Jariyaporn Prachasartta , Sansern Prapa-Apirat , Eakapob Huangthanapan , Supakrit Wongviboonsin
Thailand
According to projections from the UN, global population will reach up to 9.8 billion (currently 7.6) by the year 2050. This will potentially lead to food and shelter shortages expected to hit major cities world-wide, as the planet struggles to feed and house billions more. In major cities such as Bangkok. We began to see the patches in the urban fabric filling up at a rapid pace, transformed into high-density vertical concrete slums boxing up families like packed sardine cans.
As the world and its spectacular medical and technological advancements progresses, global population has been trending towards a lower fertility rate as well and a higher life expectancy rate, rising to 6.6 years during the past decade. The compounded effects result in a clogged-up generation of a retired society lacking both growth and available space.
We look towards an opportunity from a local sustainable industry, the rubber plantation business. Rubber plantations has been a vernacular business which has sunk its roots into historical Thai culture. In modern practice, rubber farmers would harvest rubber fluid from the tree trunks for 6 years before the tree is unable to produce any fluid, leading to its disposal, while the harvested latex are utilized into variety of products with many of them dedicated to elderly health and commodities.
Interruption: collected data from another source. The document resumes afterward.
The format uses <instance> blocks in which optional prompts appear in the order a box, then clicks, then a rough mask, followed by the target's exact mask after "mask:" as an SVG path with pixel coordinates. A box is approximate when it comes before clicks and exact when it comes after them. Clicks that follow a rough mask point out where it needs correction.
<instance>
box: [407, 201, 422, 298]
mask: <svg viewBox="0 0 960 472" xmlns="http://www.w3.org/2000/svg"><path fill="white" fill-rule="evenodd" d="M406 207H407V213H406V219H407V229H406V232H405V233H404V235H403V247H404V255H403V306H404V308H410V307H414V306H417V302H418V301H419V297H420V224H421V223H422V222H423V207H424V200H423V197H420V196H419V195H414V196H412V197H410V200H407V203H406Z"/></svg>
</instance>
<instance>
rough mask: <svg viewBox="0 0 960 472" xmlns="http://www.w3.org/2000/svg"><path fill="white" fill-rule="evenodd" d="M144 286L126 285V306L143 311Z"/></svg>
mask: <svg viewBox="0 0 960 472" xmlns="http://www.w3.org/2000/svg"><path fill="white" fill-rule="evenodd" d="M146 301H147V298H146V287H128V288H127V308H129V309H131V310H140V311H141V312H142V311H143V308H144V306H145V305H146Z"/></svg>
In this proposal we challenge the trending conditions of our future city, potentially transforming the city by integrating a sustainable vernacular practice to it. By utilizing rubber latex and wood from rubber trees, we see an opportunity to transform an inhabitable city by using rubber tree woods to create light weight extensions from existing city structures. By combining rubber material with wooden framings, we begin to imagine new types of recreational spaces derived from the rooftops of existing structures that caters toward the Bangkok aging society.